Which kernel are you using? 

Are you useing SCSI emulation for your writer ?

The /dev/.. looks wrong.

Are you aware of the mailing list at packet-writing@suse.com ?

----------

## sobers_2002

kernel - 2.6.9-nitro4

scsi emulation - yes

what should the dev be like???

and i don't know about the mailing list.......

plz guide me on how to get this going...

thnx

Saurabh

----------

## NeddySeagoon

sobers_2002,

Did you patch your own kernel or does kernel - 2.6.9-nitro4  come pre-patched ?

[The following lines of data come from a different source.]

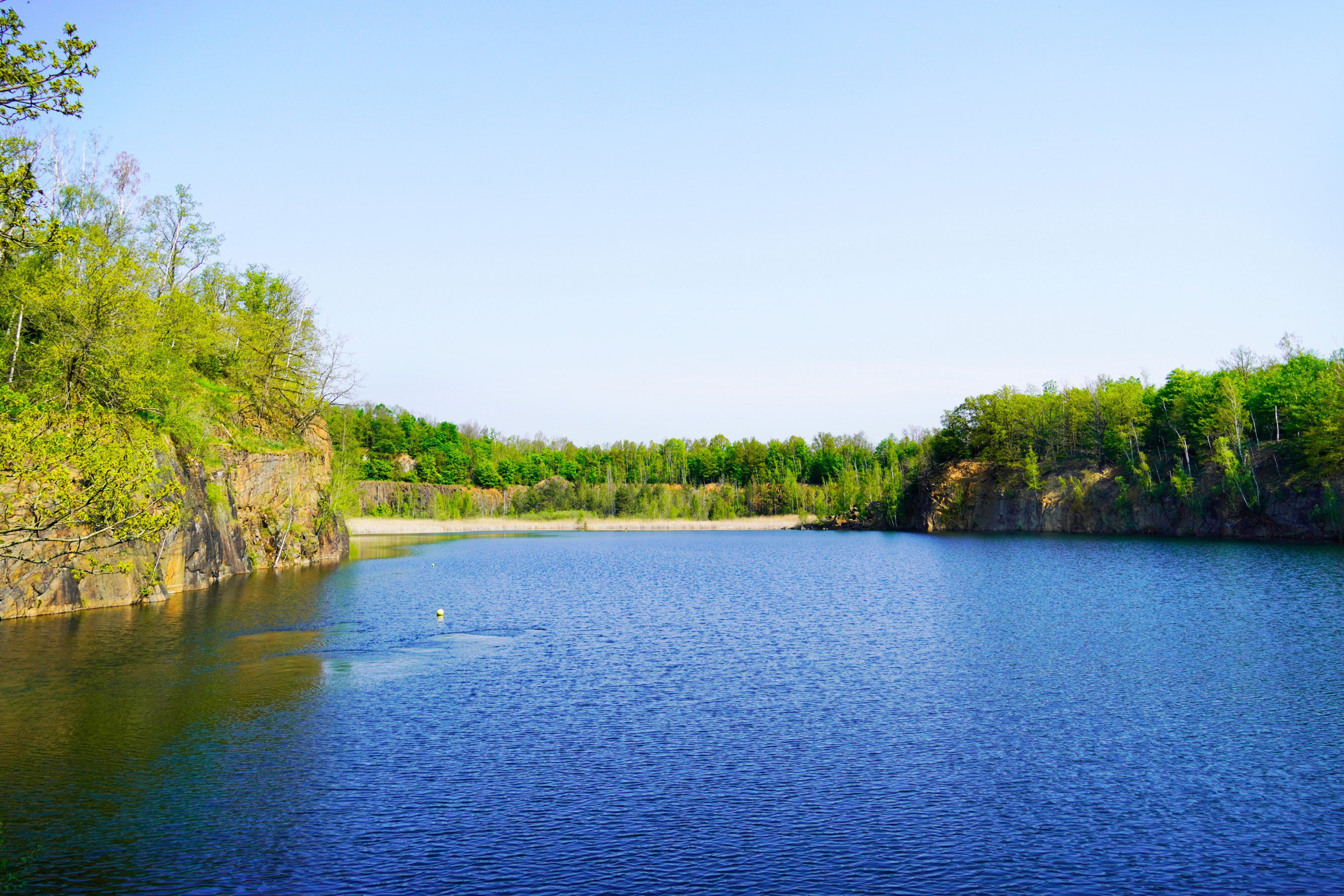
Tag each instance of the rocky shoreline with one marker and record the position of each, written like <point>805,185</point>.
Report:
<point>256,509</point>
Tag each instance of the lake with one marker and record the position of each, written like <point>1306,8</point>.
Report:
<point>696,713</point>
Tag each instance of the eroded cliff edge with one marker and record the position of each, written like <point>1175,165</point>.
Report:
<point>249,511</point>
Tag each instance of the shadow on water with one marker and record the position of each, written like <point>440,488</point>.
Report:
<point>96,707</point>
<point>695,714</point>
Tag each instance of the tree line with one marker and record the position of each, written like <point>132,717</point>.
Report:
<point>1254,418</point>
<point>120,327</point>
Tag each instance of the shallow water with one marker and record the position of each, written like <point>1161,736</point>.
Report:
<point>789,713</point>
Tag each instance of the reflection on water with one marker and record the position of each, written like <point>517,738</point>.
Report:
<point>695,713</point>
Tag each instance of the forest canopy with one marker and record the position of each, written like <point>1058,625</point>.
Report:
<point>1253,418</point>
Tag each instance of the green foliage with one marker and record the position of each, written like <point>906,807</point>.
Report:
<point>73,481</point>
<point>1031,470</point>
<point>34,81</point>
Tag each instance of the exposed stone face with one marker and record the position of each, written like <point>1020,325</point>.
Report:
<point>979,497</point>
<point>260,509</point>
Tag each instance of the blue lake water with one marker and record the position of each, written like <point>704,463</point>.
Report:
<point>696,713</point>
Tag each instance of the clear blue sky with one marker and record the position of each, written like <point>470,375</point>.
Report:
<point>640,221</point>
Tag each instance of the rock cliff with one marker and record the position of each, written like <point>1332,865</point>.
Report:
<point>252,511</point>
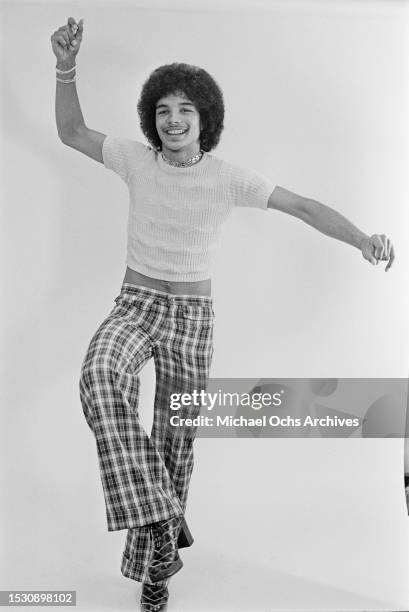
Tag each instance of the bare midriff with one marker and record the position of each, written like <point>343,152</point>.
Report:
<point>176,287</point>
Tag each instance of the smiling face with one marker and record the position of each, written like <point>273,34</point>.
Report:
<point>178,125</point>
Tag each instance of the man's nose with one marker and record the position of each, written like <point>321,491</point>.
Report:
<point>174,117</point>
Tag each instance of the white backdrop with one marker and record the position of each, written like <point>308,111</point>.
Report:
<point>317,98</point>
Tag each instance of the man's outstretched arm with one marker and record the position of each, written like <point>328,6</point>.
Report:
<point>374,248</point>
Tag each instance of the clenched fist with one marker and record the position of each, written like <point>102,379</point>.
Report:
<point>66,42</point>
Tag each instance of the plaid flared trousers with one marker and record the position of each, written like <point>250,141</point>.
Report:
<point>145,479</point>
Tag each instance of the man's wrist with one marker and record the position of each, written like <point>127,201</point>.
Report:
<point>66,65</point>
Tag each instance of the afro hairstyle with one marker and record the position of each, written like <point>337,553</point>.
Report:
<point>197,85</point>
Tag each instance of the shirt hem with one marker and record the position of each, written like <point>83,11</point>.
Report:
<point>167,276</point>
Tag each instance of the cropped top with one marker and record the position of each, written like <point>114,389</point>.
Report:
<point>175,213</point>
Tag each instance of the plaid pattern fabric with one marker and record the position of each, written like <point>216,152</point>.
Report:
<point>145,478</point>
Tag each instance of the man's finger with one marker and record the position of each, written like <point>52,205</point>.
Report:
<point>391,258</point>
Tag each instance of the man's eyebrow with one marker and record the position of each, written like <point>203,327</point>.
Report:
<point>180,103</point>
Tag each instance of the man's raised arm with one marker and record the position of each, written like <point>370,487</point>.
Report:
<point>66,42</point>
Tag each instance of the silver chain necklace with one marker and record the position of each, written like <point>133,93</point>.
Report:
<point>189,162</point>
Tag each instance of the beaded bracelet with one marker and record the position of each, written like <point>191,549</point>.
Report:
<point>58,71</point>
<point>67,80</point>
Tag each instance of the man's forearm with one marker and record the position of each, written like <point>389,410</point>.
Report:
<point>330,222</point>
<point>68,113</point>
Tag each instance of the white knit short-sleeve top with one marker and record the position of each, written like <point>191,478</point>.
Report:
<point>175,213</point>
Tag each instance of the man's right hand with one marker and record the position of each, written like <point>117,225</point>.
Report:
<point>66,42</point>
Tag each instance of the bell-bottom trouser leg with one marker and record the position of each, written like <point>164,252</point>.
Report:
<point>145,478</point>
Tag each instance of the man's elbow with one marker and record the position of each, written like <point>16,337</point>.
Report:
<point>69,136</point>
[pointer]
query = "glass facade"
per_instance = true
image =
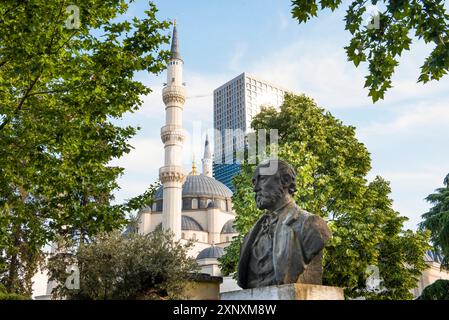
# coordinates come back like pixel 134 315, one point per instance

Anyway, from the patch file (packet-2.6.8.patch) earlier patches do not work with 2.6.8 and later kernels:-

 *Quote:*   

> +
> 
> +- Select packet support in the block device section and UDF support in
> 
> +  the file system section.
> ...

 

You can read it all in usr/src/linux/Documentation/cdrom/packet-writing.txt.

man cdrwtool is also useful, it suggests /dev/sr0

dmesg | grep scsi suggests that /dev/sg0 may be right on gentoo

It looks like scsi emulation is no longer required too.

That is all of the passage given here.